Once data is loaded into Databricks, the heavy transformation work usually runs inside Databricks itself — Spark SQL is fast, Delta tables support efficient UPDATEs and MERGEs, and the data never leaves the lakehouse. Etlworks supports two ELT patterns: Before / After SQL on a regular load flow, and a dedicated SQL flow.
ELT using Before and After SQL
- Create a flow to load data into Databricks. Let Etlworks auto-create the staging Delta table.
-
On the transformation, use Before COPY SQL and After COPY SQL to run Spark SQL in the destination Databricks workspace. Multiple ;-separated statements are supported.
Typical post-load steps:
OPTIMIZE analytics.gold.orders ZORDER BY (customer_id); VACUUM analytics.gold.orders RETAIN 168 HOURS; ANALYZE TABLE analytics.gold.orders COMPUTE STATISTICS FOR ALL COLUMNS; - Optionally configure the flow to ignore errors when running Before / After SQL.
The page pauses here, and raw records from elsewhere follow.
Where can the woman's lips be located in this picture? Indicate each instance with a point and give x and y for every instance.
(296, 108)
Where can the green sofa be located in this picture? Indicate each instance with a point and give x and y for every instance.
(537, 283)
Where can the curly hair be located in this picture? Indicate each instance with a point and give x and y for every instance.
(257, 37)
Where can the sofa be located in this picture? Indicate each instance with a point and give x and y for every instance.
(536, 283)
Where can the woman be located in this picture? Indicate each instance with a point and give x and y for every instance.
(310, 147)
- Schedule the flow to run periodically.
ELT using an SQL flow
For multi-step transformations that don't belong to a single load flow, build a dedicated SQL flow targeting the Databricks connection. Multiple ;-separated statements are supported. Combine the load flow and the SQL flow into a single nested flow.
This pattern works well for medallion architectures (bronze → silver → gold) where each stage is a separate flow chained in order.